Uh oh. That didn’t sound good.
But President Palmer didn’t stop there.
“But we can’t just sit back and wait while the government and law enforcement do all the work,” she continued. “All of us must come together and declare that we are not afraid, and we will not stand by and let a few bad apples send the rest of us into the darkness of fear. So I am also asking you and everyone you know not only to avoid reading, selling or sharing books about magic, but to go one step further, to join with us in stopping these terrorists’ campaign of fear by notifying your local police if you have any knowledge of others who are distributing these books about magic in potential Clann recruitment efforts. Any and all tips will be greatly appreciated. And you never know, your tip just might be the one that helps us turn the tide in this new war on terror. Remember, we are not a country of individuals who stand apart weakened by our personal limitations, but rather we are a nation, one and indivisible, and together we will stand strong and brave.”

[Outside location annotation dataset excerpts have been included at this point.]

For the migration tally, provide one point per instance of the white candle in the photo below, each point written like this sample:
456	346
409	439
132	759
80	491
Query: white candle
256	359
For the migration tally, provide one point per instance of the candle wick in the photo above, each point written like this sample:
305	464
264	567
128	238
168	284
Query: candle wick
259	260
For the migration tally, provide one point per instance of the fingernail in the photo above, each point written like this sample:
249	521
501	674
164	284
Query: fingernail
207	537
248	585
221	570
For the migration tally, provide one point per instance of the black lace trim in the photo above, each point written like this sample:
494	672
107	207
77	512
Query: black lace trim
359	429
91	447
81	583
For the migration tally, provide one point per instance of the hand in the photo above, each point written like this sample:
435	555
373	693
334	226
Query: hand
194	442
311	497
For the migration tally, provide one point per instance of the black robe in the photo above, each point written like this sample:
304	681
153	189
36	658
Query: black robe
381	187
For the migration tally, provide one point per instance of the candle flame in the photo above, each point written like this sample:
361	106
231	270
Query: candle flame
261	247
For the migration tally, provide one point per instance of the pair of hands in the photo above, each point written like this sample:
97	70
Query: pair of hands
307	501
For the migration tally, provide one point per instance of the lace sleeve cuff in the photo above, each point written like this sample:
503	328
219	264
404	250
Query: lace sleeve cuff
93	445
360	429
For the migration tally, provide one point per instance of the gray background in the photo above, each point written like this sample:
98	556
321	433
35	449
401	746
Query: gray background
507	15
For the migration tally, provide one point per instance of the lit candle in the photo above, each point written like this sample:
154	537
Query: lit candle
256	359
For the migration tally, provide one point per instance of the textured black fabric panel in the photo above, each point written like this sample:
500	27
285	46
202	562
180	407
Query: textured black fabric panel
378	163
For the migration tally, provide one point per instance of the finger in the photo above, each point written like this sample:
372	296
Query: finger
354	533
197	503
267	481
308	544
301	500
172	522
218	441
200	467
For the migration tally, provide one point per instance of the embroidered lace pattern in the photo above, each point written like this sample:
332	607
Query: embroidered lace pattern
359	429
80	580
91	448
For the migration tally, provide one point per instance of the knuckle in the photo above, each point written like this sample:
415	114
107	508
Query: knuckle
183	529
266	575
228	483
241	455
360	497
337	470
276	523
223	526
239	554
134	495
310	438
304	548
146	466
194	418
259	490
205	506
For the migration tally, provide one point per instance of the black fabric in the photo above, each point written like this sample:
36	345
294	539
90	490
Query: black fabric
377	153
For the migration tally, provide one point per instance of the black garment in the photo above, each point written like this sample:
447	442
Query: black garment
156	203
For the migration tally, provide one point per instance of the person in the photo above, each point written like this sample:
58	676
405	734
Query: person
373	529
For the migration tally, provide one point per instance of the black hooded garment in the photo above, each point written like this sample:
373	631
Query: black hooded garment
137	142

Amid clapping and more than a few hoots and hollers, Mr. Sherman turned off the TV.
I nearly threw up in my mouth.
I honestly couldn't decide if our new president was misinformed, nuts or just full-on diabolically terrifying. Maybe all of the above. Regardless of why she'd come to her crazy conclusions, one thing was clear. With her holding the reins, America was now on the brink of total disaster. And judging by the response from most of this class, way too many people were actually dumb enough to support her.